Re: [DISCUSS] Statistics through the C data interface

Shoumyo Chakravorti (BLOOMBERG/ 120 PARK) Tue, 28 May 2024 17:16:10 -0700

Thanks for addressing the feedback! I didn't know that an
Arrow IPC `Message` (not just Schema) could also contain
`custom_metadata` -- thanks for pointing it out.


> Based on the list, how about standardizing both of the
> followings for statistics?
>
> 1. Apache Arrow schema for statistics that is used by
>    separated statistics getter API
> 2. "ARROW:statistics" metadata format that can be used in
>    Apache Arrow schema metadata
>
> Users can use 1. and/or 2. based on their use cases.

This sounds good to me. Using JSON to represent the metadata
for #2 also sounds reasonable. I think elsewhere on this
thread, Weston mentioned that we could alternatively use
the schema defined for #1 and directly use that to encode
the schema metadata as an Arrow IPC RecordBatch:

> This has been something that has always been desired for the Arrow IPC
> format too.
>
> My preference would be (apologies if this has been mentioned before):
>
> - Agree on how statistics should be encoded into an array (this is not
>   hard, we just have to agree on the field order and the data type for
>   null_count)
> - If you need statistics in the schema then simply encode the 1-row batch
>   into an IPC buffer (using the streaming format) or maybe just an IPC
>   RecordBatch message since the schema is fixed and store those bytes in the
>   schema

This would avoid having to define a separate "schema" for
the JSON metadata, but might be more effort to work with in
certain contexts (e.g. a library that currently only needs the
C data interface would now also have to learn how to parse
Arrow IPC).

If we do go down the JSON route, how about something like
this to avoid defining the keys for all possible statistics up
front:

  Schema {
    custom_metadata: {
      "ARROW:statistics" => "[ { \"key\": \"row_count\", \"value\": 29, 
\"value_type\": \"uint64\", \"is_approximate\": false } ]"
    }
  }

It's more verbose, but more closely mirrors the Arrow array
schema defined for statistics getter APIs. This could make it
easier to translate between the two.

Thanks,
Shoumyo

From: [email protected] At: 05/26/24 21:48:52 UTC-4:00To:  
[email protected]
Subject: Re: [DISCUSS] Statistics through the C data interface

>Hi,

>

>> To start, data might be sourced in various manners:

>> 

>> - Arrow IPC files may be mapped from shared memory

>> - Arrow IPC streams may be received via some RPC framework (à la Flight)

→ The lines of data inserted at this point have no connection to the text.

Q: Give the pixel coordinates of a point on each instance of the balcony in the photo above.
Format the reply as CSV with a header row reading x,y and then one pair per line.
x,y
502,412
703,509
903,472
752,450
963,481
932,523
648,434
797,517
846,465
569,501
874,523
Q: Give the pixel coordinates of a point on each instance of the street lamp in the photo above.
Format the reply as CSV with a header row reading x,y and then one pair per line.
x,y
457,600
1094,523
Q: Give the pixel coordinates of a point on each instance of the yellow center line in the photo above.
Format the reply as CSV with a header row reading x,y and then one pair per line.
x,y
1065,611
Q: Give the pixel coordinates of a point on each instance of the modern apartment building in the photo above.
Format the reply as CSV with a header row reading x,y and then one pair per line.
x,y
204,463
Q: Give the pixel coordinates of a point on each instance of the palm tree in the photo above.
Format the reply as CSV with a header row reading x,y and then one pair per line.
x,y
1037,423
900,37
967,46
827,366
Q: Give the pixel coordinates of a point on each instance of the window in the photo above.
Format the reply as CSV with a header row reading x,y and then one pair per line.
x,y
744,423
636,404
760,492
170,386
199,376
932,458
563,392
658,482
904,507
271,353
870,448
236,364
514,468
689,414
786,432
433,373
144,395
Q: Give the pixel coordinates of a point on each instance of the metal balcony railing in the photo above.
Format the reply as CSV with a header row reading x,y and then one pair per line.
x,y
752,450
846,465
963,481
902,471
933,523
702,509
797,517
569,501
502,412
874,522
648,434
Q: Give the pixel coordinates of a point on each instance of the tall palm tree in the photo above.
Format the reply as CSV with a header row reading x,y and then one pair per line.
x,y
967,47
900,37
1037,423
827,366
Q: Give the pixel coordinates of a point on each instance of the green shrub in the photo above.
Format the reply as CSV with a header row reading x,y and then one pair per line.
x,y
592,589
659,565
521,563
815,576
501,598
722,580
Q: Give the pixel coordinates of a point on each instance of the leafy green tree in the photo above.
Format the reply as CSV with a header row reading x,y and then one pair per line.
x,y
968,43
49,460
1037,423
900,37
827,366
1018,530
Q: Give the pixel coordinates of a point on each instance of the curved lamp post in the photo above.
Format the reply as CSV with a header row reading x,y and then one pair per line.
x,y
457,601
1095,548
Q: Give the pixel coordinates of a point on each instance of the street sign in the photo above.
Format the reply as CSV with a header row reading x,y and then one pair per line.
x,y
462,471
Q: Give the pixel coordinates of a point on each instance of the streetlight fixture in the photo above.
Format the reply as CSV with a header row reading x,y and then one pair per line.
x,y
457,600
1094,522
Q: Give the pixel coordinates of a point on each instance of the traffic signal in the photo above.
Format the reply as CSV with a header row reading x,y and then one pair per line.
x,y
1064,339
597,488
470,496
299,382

>> - The Arrow libraries may be used to read from file formats like Parquet or 

>CSV

>> - ADBC drivers may be used to read from databases

>

>Thanks for listing it.

>

>Regarding to the first case:

>

>Using schema metadata may be a reasonable approach because

>the Arrow data will be on the page cache. There is no

>significant read cost. We don't need to read statistics

>before the Arrow data is ready.

>

>But if the Arrow data will not be produced based on

>statistics of the Arrow data, separated statistics get API

>may be better.

>

>Regarding to the second case:

>

>Schema metadata is an approach for it but we can choose

>other approaches for this case. For example, Flight has

>FlightData::app_metadata[1] and Arrow IPC message has

>custom_metadata[2] as Dewey mentioned.

>

>[1] 

>https://github.com/apache/arrow/blob/1c9e393b73195840960dfb9eca8c0dc390be751a/fo

>rmat/Flight.proto#L512-L515

>[2] 

>https://github.com/apache/arrow/blob/1c9e393b73195840960dfb9eca8c0dc390be751a/fo

>rmat/Message.fbs#L154

>

>Regarding to the third case:

>

>Reader objects will provide statistics. For example,

>parquet::ColumnChunkMetaData::statistics()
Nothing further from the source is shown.